On reproche communément aux grands manufacturiers automobiles américains de s’être traîné les pieds pour avoir continué à construire des véhicules énergivores en complicité avec les pétrolières pendant que le reste du monde devait s’adapter au nouvel environnement énergétique.
Les plans de retraite, bénéfices et compensation faisaient le bonheur du syndicat ainsi que de la direction. Les travailleurs plus âgés ne se sont pas réentrainés, la qualité a généralement décliné et le nouveau sang s’est vu systématiquement bloqué par la vieille garde. Les récentes années de « vaches grasses » ont vu ces manufacturiers empirer leur arrogance au point de tous voir leurs représentants se rendre récemment sur leur jet personnel pour aller quémander leur « bailout » à Washington.
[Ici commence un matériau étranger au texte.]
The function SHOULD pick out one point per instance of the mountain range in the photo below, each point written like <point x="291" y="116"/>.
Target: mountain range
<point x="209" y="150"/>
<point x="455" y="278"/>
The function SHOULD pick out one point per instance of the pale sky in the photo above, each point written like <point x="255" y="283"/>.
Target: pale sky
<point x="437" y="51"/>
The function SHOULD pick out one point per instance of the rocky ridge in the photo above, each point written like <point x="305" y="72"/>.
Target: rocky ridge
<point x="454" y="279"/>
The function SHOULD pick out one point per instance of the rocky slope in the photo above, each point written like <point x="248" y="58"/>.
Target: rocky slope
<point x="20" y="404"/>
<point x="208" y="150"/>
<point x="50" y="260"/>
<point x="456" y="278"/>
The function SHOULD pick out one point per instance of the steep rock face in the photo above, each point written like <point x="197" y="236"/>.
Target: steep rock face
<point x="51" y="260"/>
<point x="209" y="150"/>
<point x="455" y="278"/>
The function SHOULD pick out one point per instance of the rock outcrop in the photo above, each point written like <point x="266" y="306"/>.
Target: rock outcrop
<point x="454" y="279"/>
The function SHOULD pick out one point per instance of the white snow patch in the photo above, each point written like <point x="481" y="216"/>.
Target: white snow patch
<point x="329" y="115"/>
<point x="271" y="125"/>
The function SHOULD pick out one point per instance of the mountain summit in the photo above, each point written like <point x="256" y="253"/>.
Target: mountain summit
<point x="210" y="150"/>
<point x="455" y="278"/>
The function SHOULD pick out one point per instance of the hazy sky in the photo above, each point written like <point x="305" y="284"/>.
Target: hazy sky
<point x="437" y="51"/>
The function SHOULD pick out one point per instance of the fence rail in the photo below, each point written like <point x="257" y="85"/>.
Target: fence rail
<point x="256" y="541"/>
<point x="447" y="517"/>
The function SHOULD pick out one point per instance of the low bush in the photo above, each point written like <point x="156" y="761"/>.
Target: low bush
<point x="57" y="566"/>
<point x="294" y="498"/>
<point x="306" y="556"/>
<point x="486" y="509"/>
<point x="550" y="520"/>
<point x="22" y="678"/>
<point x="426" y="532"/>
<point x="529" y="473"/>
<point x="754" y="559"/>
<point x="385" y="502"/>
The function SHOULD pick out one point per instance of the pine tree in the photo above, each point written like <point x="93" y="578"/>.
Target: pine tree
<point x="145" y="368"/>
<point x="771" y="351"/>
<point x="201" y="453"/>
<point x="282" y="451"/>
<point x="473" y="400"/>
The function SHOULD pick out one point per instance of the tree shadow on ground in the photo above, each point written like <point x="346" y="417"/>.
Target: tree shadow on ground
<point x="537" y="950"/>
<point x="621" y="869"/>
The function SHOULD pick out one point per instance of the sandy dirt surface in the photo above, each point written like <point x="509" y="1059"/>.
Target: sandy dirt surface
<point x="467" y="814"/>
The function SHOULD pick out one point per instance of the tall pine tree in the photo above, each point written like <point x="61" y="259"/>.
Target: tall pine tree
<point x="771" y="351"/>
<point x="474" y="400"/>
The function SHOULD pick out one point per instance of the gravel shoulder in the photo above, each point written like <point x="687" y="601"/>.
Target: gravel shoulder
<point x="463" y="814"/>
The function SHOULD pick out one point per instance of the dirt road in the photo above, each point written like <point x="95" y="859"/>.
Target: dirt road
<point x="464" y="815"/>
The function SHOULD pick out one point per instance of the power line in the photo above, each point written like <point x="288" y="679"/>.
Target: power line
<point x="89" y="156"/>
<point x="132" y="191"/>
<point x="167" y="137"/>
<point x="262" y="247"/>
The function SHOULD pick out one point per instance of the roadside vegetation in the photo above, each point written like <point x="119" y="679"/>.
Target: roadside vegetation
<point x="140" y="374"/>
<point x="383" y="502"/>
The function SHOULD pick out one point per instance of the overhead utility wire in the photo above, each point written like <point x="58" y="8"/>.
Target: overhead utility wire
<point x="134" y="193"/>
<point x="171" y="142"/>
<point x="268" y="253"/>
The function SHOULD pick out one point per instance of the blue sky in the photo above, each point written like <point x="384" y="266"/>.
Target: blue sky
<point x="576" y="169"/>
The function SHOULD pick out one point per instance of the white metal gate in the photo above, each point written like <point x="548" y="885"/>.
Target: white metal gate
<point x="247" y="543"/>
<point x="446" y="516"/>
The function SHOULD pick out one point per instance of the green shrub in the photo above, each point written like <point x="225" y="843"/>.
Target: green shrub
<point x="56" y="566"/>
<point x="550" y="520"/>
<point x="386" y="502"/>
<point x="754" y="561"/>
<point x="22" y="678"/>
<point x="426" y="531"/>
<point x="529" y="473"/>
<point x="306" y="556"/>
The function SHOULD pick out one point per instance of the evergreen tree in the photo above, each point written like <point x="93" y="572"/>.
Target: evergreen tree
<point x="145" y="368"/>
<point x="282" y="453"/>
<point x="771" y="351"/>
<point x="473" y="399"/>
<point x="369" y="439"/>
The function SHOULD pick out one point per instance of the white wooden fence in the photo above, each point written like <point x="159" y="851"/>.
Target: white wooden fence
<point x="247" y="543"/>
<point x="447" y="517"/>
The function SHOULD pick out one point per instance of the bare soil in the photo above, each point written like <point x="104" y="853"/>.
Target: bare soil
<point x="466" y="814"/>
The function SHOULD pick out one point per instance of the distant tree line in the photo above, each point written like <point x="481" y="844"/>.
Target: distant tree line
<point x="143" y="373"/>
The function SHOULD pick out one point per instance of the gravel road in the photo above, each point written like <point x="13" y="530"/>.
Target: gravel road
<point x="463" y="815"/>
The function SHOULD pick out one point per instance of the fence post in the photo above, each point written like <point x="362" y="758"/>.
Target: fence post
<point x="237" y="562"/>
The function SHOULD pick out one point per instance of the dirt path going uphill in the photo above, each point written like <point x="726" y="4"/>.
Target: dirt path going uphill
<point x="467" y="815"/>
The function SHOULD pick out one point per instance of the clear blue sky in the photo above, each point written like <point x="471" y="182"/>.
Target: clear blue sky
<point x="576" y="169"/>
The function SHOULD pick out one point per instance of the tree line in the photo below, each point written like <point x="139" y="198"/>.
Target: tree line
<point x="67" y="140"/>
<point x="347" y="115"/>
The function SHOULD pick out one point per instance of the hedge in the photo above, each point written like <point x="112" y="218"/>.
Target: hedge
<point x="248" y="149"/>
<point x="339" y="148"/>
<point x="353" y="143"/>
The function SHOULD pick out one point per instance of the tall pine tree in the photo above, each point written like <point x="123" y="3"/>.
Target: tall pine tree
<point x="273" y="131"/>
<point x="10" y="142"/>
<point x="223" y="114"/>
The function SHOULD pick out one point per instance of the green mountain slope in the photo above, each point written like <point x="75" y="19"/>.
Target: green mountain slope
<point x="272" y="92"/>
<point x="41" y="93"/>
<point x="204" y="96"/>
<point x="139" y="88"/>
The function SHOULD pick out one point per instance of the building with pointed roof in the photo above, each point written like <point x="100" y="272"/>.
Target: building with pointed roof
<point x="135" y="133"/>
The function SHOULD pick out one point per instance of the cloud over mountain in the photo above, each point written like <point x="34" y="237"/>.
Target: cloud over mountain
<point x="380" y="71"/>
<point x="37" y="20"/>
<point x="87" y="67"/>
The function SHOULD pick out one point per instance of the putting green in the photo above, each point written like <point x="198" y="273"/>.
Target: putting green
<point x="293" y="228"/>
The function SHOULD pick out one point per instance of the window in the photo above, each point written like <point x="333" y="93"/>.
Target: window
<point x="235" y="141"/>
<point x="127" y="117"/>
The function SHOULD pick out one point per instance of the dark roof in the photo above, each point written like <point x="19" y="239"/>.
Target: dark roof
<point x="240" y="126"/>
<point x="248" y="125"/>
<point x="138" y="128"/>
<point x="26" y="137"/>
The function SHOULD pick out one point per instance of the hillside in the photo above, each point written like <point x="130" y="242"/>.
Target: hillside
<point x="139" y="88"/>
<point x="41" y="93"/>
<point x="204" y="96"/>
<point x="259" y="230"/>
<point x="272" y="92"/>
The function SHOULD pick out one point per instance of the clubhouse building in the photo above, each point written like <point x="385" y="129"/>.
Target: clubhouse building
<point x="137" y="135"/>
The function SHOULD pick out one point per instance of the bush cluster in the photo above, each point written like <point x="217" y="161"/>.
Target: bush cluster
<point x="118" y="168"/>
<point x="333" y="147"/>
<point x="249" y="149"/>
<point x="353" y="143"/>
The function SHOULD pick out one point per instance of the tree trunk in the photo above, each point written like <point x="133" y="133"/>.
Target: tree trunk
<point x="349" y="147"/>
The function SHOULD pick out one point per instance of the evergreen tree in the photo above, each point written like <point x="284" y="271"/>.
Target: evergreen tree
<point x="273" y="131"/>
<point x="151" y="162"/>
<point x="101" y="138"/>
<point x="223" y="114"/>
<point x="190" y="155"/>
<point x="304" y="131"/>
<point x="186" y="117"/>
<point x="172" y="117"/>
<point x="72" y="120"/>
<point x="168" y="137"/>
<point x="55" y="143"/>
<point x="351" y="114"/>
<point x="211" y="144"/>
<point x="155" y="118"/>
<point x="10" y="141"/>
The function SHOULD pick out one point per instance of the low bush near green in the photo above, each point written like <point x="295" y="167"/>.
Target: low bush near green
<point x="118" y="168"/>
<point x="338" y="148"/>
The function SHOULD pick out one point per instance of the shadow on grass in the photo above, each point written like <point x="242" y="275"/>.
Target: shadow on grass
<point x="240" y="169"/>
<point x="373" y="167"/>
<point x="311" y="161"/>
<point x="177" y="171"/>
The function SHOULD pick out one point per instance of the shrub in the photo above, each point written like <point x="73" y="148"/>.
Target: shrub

Ne devrait-on pas se demander si notre diffuseur public a similairement failli de s’adapter au nouvel environnement médiatique? Outre quelques derniers dinosaures, l’auditoire ne consomme en effet plus son précieux temps à la télévision ou à la radio en temps réel. La prochaine génération illustre remarquablement la tendance. Et le diffuseur public continue à produire la grande majorité de ses contenus sur la base de ces anciens médias incapables de véritablement prendre ce tournant internet.
Les chaînes généralistes sont pourtant périmées et l’usager branché choisit dorénavant ses contenus de façon très sélective. Un environnement web 2.0 lui permettra de s’engager s’il le désire avec des gens intéressés par ces contenus spécifiques. Des outils ouverts de diffusion, de partage et d’accès aux contenus tels YouTube et Facebook agiraient-ils comme les voitures japonaises versus les domestiques?
Les travailleurs plus âgés du diffuseur public, protégés par leur syndicat, ne se sont pas mis à jour en termes de nouvelles pratiques médiatiques et répètent les mêmes trucs depuis une éternité tout en imposant leurs vieilles pratiques à la relève avec le plein accord de la direction. Le nouveau sang s’est vu systématiquement bloqué, sinon coupé, comme contractuel.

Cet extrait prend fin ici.